Greenpeace had another misguided protest yesterday:
Federated Farmers is surprised at the misguided protest by Greenpeace outside Wellington ACC offices this morning.
“It’s disappointing to see Greenpeace opposing a scheme that has gone through a lengthily process and has stringent environmental conditions attached to it,”says Federated Farmers water spokesperson Chris Allen.
“Greenpeace are demonstrating their anti-irrigation views and seem to oppose anything that gives New Zealand farmers climate resilience.”
Mr Allen says stored water gives communities the opportunity to develop good economic and environmental outcomes and that Greenpeace action is a misguided publicity stunt.
“Greenpeace are barking up the wrong tree with dairy effluent – as those using the stored water will be doing so within strict resource consents conditions that have been through a very rigorous process.”
Mr Allen says that ACC have not been confirmed as an investor for the scheme and that out of 196 farms signed up so far, only one is a new dairy conversion.
Hawkes Bay has good soils and a moderate climate. Add reliable water to the mix and landowners will have lots of options only one of which is dairying.
However, it’s not what farmers do with the water but the impact it will have which matters. Stringent conditions in the irrigation scheme’s resource consent will protect the water and soil whatever is grown with it.
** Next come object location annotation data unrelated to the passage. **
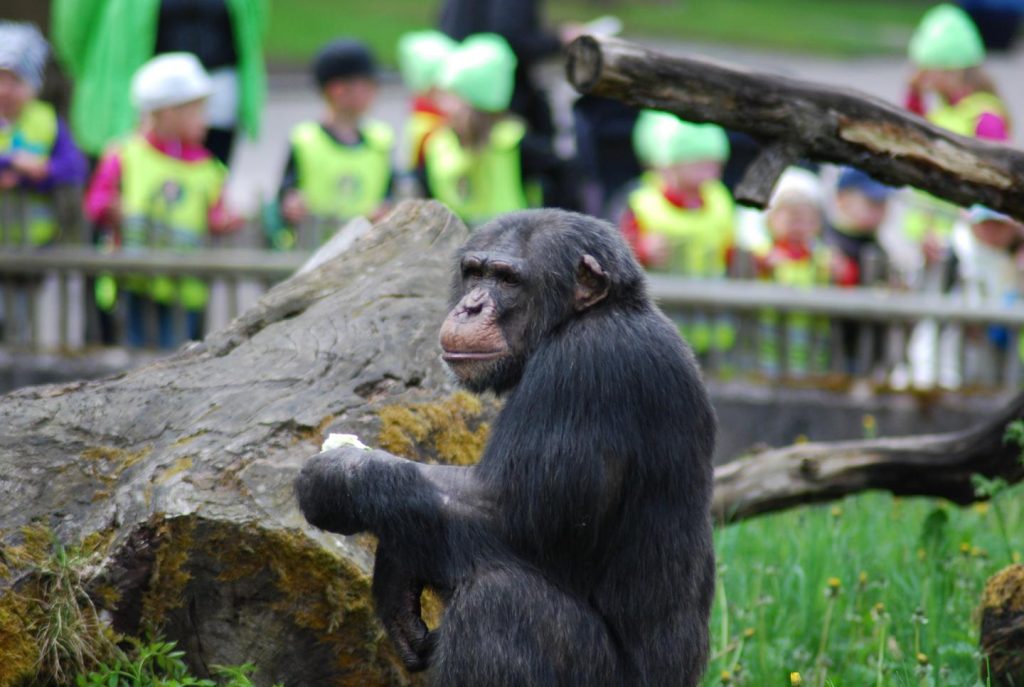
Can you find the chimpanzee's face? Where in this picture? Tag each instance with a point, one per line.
(483, 336)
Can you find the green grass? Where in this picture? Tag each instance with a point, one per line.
(830, 27)
(925, 560)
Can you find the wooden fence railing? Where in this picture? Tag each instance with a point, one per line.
(748, 328)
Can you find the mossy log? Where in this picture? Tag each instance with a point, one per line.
(1003, 629)
(178, 475)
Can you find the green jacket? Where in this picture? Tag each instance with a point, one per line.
(101, 43)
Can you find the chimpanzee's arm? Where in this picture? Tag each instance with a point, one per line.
(349, 490)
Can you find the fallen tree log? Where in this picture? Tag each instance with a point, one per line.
(936, 465)
(177, 476)
(795, 119)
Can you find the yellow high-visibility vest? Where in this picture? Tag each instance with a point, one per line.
(698, 239)
(166, 204)
(342, 181)
(477, 184)
(34, 131)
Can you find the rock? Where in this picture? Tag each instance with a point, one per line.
(176, 477)
(1003, 628)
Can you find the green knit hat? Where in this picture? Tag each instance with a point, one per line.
(946, 39)
(421, 55)
(481, 71)
(660, 139)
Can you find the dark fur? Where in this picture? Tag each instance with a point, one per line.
(579, 551)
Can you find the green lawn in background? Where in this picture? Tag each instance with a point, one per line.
(827, 27)
(925, 560)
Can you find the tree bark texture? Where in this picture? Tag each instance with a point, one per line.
(795, 119)
(180, 473)
(937, 465)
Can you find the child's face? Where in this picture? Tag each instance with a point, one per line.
(946, 82)
(795, 220)
(996, 232)
(861, 213)
(185, 122)
(14, 93)
(691, 174)
(350, 96)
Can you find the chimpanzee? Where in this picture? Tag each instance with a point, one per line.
(579, 551)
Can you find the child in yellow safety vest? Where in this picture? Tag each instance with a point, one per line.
(474, 164)
(37, 153)
(339, 167)
(950, 89)
(681, 218)
(421, 56)
(797, 258)
(161, 188)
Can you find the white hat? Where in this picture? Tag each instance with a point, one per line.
(169, 80)
(24, 51)
(797, 184)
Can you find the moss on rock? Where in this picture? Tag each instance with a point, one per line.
(451, 430)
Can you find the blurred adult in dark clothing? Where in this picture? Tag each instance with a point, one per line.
(604, 148)
(518, 22)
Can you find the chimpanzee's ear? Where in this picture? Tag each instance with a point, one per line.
(592, 283)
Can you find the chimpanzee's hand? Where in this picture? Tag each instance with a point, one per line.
(396, 596)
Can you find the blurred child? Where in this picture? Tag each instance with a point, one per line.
(796, 258)
(949, 86)
(340, 167)
(681, 217)
(950, 89)
(37, 153)
(474, 164)
(854, 219)
(421, 56)
(161, 188)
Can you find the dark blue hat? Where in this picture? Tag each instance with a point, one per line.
(343, 58)
(853, 178)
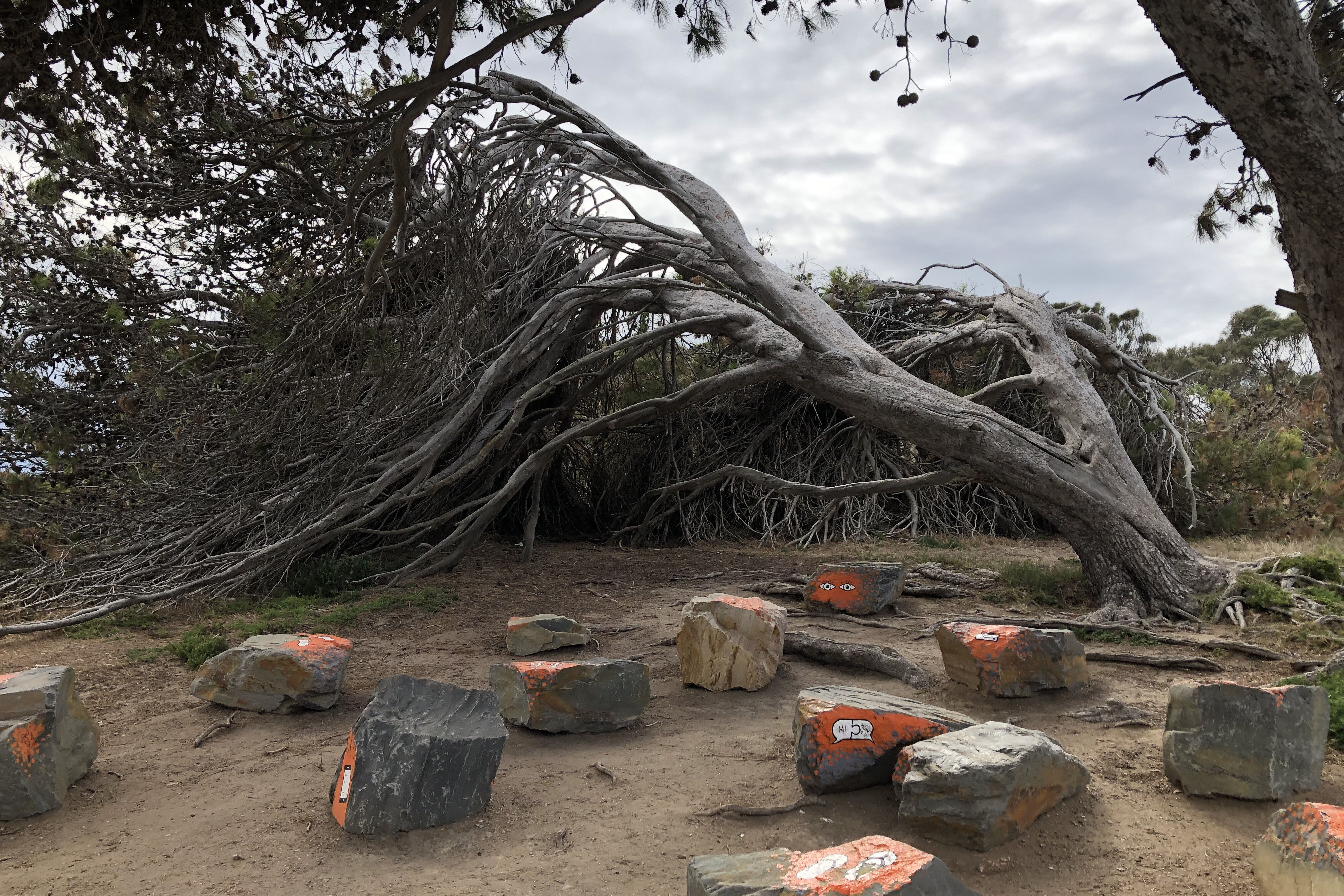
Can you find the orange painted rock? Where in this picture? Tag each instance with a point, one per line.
(857, 589)
(869, 867)
(589, 696)
(849, 738)
(276, 674)
(546, 632)
(1303, 852)
(421, 754)
(730, 643)
(1253, 743)
(48, 741)
(982, 786)
(1011, 661)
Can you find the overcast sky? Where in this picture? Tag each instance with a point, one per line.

“The rural community will either remain as they are and use the irrigation as a form of resilience against dry periods or introduce some new higher value opportunities of cropping or vegetable products in their systems,” he says.
“The entire Hawkes Bay region will benefit by way of improved access to drinking and stock water to recreational opportunities. The Tukituki Plan Change six was developed independently of Hawkes Bay Regional Council by a Board of Inquiry and put through various tests of the High Court.”
Federated Farmers would rather see Greenpeace support by advocating to Government the forward thinking opportunities to the TukiTuki region – that reliable water will bring if climate change effects the catchments rainfall.
Greenpeace has got it wrong again. Irrigation used carefully enhances the environment and also bring social and economic benefits.